Lobster Diver Survives After Being Caught ‘In A Whale’s Mouth’
A commercial lobster diver has survived after being caught in the mouth of a humpback whale off the coast of Cape Cod before he was spat out.
Michael Packard, 56, said he was about 45 feet (14 metres) deep in the waters off Provincetown when “all of a sudden I felt this huge bump, and everything went dark”.
He thought he had been attacked by a shark, common in area waters, but then realised he could not feel any teeth and he was not in any pain.
“Then I realised I’m in a whale’s mouth … and he’s trying to swallow me,” said Packard.
“And I thought to myself this is it, I’m gonna die.”
Packard estimates he was in the whale’s mouth for about 30 seconds on Friday but continued to breathe because he still had his breathing apparatus in. Then the whale surfaced, shook its head, and spat him out.
He was rescued by his crewmate in the surface boat.
“I saw light, and he started throwing his head side-to-side and the next thing I knew I was outside [in the water],” Packard told the Cape Cod Times.
Jooke Robbins, director of humpback whale studies at the Center for Coastal Studies in Provincetown, Massachusetts, said she had no reason to doubt the account.
Robbins said she had never heard of an “accident” of this type, but “it may be that he was just in the wrong place at the wrong time”.
“I didn’t think it was a hoax because I knew the people involved … So I have every reason to believe that what they say is true,” she told AFP news agency.

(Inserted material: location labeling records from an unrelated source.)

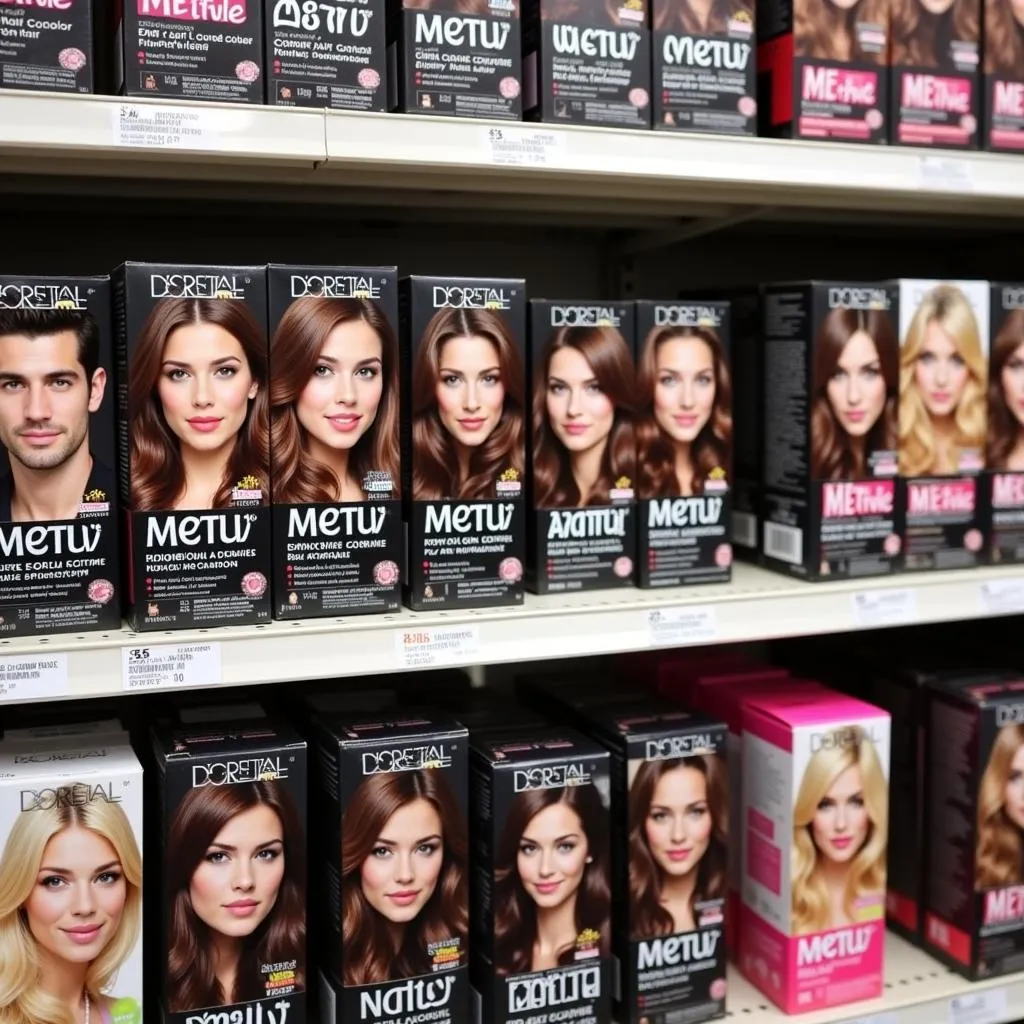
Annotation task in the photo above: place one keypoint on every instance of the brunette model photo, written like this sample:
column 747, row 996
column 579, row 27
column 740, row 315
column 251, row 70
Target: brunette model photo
column 678, row 843
column 943, row 379
column 404, row 884
column 468, row 425
column 236, row 876
column 70, row 912
column 334, row 402
column 552, row 882
column 50, row 385
column 684, row 428
column 584, row 407
column 198, row 407
column 856, row 393
column 840, row 832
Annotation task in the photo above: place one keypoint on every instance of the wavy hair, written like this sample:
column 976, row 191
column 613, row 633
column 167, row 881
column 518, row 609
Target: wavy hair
column 866, row 875
column 948, row 306
column 295, row 350
column 515, row 911
column 158, row 476
column 370, row 956
column 608, row 357
column 647, row 914
column 192, row 979
column 435, row 460
column 712, row 449
column 23, row 997
column 833, row 457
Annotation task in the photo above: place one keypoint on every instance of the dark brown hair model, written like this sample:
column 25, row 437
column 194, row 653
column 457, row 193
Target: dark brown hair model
column 435, row 462
column 515, row 911
column 192, row 979
column 370, row 955
column 712, row 449
column 608, row 356
column 648, row 916
column 295, row 350
column 833, row 457
column 158, row 477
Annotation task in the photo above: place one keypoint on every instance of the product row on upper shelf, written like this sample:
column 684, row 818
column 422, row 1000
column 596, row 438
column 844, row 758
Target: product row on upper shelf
column 939, row 73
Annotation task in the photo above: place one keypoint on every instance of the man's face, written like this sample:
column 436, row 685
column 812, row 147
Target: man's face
column 45, row 398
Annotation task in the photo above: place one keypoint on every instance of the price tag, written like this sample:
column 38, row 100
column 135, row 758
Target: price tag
column 673, row 627
column 439, row 645
column 885, row 607
column 28, row 677
column 184, row 665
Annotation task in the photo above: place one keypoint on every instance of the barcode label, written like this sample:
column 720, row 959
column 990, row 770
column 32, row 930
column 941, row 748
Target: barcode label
column 783, row 543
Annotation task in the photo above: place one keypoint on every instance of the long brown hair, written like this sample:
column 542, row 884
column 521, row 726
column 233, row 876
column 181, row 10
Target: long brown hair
column 648, row 916
column 608, row 356
column 370, row 956
column 515, row 911
column 158, row 477
column 712, row 449
column 295, row 349
column 435, row 461
column 833, row 457
column 192, row 979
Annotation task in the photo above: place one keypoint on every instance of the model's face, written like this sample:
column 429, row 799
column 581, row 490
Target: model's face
column 401, row 871
column 552, row 856
column 205, row 386
column 237, row 883
column 940, row 373
column 841, row 822
column 339, row 404
column 45, row 398
column 856, row 389
column 684, row 387
column 580, row 413
column 679, row 824
column 79, row 897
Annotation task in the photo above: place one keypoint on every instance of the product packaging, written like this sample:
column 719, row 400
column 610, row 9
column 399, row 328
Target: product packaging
column 684, row 442
column 464, row 434
column 335, row 439
column 833, row 503
column 540, row 804
column 943, row 401
column 233, row 867
column 587, row 61
column 816, row 809
column 326, row 54
column 194, row 384
column 58, row 535
column 192, row 49
column 583, row 509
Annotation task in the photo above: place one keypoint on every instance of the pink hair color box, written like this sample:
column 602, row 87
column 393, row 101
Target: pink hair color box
column 814, row 830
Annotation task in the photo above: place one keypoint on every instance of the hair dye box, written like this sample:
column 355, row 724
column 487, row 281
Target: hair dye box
column 464, row 434
column 587, row 61
column 327, row 55
column 936, row 78
column 684, row 442
column 396, row 932
column 816, row 806
column 58, row 536
column 944, row 331
column 583, row 469
column 542, row 840
column 335, row 439
column 195, row 443
column 233, row 867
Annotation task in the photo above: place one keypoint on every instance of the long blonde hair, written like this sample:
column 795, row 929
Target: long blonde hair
column 845, row 747
column 948, row 306
column 22, row 997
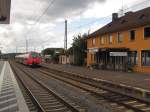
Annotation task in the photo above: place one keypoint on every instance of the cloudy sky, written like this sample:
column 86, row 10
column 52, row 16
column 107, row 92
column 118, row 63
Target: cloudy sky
column 41, row 22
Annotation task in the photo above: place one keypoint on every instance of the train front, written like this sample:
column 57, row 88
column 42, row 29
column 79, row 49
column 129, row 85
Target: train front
column 35, row 58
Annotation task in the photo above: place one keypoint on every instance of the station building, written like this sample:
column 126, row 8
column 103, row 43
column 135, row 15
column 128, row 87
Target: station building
column 122, row 44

“When they [whales] fish … they rush forward, open their mouth and engulf the fish and the water very quickly,” she said, adding they have large mouths, but throats so narrow they would not be able to swallow a human.
“It is important for people to be quite aware … And when they see a whale, keep a good distance. It’s really important to give whales their space,” Robbins added.